Quizás por ello -o en parte por ello- sea imperativo recurrir a lo esencial
como posibilidad todavía rescatable y lo esencial sigue siendo el arte
y dentro de él, la poesía.
Si hace más de cien años
el poeta nos invitaba a que "Amemos las cosas -que son una parte que se
une a nosotros- que somos un punto. Un punto que mira la ciencia y el arte como
algo divino que integra un conjunto," si vislumbraba el cosmos en su
inconmensurabilidad y sufría desde su aparente incapacidad natural para
comprender esa grandeza infinita, era porque -tal vez- nos llamaba a compartir
sus dudas y temores, pero sobre todo, para que nos sensibilizáramos con
la insinuación de sus certezas y nos esperanzáramos con sus intuiciones.

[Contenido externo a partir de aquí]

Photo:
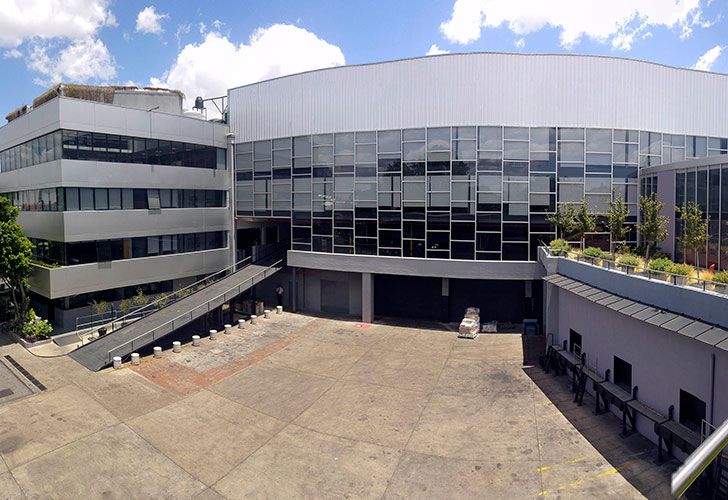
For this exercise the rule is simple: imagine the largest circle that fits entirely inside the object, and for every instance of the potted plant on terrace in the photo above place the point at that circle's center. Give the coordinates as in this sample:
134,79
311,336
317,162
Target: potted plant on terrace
659,267
592,254
628,263
559,247
720,281
681,272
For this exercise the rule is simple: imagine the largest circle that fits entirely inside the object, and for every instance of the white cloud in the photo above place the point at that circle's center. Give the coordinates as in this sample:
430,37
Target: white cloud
618,22
280,49
12,54
22,20
86,60
435,50
150,21
706,61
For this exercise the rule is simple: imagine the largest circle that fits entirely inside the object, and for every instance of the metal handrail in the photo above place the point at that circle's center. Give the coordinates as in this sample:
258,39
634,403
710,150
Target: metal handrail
189,313
699,460
675,279
165,301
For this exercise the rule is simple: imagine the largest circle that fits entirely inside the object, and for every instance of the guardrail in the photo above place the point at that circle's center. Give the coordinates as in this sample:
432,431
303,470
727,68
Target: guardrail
699,460
675,279
236,290
177,295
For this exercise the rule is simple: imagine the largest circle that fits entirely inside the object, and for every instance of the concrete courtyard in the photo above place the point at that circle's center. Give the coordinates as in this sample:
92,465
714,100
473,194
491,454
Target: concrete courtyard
304,407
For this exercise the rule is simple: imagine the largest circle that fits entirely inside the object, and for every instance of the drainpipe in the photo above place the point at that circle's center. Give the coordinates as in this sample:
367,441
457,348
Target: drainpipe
712,387
232,238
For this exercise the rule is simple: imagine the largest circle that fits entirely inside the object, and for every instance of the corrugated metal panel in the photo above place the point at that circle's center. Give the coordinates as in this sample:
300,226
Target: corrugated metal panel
481,89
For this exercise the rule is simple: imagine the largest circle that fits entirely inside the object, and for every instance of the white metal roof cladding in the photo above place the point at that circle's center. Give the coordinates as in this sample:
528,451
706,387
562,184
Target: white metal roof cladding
484,89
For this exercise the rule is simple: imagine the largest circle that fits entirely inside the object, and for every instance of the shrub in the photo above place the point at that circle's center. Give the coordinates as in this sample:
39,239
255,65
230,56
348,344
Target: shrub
628,260
721,277
559,247
593,252
36,330
681,269
662,264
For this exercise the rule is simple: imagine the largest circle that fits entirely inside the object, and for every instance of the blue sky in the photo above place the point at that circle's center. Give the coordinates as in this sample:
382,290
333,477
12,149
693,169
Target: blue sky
206,47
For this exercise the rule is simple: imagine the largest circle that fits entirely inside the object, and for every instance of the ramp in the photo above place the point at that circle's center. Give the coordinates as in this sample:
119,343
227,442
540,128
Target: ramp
142,332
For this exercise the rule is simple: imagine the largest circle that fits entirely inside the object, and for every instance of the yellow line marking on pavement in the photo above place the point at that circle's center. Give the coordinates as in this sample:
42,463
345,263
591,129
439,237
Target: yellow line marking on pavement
572,461
579,482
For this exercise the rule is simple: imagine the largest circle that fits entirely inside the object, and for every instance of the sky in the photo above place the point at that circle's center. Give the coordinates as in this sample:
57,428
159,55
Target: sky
207,46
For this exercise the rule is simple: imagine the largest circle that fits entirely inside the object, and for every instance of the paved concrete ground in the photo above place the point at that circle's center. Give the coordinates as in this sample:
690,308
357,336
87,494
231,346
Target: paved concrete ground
307,407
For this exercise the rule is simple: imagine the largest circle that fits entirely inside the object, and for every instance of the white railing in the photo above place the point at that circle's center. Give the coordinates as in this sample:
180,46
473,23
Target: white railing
189,316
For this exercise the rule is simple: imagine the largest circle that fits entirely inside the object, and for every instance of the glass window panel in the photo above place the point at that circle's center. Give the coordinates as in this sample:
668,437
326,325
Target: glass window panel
515,150
302,146
571,151
366,153
544,139
599,140
344,143
413,134
438,139
490,138
464,150
389,141
515,133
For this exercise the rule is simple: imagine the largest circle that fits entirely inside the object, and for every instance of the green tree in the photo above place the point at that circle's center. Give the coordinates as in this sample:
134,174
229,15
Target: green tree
584,222
563,220
16,252
616,218
652,226
695,230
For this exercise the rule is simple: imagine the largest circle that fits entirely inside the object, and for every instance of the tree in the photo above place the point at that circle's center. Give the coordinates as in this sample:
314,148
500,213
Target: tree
563,219
16,253
695,230
616,218
584,222
652,226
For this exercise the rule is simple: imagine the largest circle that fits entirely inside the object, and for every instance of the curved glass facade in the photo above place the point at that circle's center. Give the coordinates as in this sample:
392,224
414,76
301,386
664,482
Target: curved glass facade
472,192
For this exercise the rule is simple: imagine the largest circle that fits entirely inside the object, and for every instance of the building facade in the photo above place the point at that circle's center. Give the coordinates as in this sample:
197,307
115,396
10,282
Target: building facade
446,167
116,198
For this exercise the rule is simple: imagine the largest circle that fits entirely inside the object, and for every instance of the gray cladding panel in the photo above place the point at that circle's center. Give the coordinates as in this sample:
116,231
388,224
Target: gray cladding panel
483,88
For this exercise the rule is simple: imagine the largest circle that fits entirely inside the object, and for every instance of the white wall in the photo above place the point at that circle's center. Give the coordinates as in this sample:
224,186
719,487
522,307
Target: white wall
663,362
482,89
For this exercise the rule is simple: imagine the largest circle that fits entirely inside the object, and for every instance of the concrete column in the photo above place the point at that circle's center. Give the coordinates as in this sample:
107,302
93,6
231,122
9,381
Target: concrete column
445,300
367,297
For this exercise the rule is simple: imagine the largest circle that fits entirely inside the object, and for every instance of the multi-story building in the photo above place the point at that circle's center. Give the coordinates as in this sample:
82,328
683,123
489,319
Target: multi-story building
421,186
119,190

El mundo de hoy como el de ayer sigue siendo -a pesar de todo- el vasto mundo
del espacio inmediato, del lugar donde estamos, amamos, reímos, lloramos
o soñamos. El mundo personal del vate cureptano, se incubó en los
parajes de Coipué y de Gualleco para regresar hoy al sitio de su gestación
como un hermoso movimiento circular, cíclico y eterno.
Entonces
se puede asumir que descubrir un monolito en su nombre no es el gesto frío
de la piedra: es un símbolo, una creación viva que retorna, como
la parábola del hijo pródigo, haciéndonos creer que había
partido para perderse y sólo se trataba de un viaje pasajero, de una despedida
circunstancial, ahora transformada en una centenaria energía que nos revitaliza.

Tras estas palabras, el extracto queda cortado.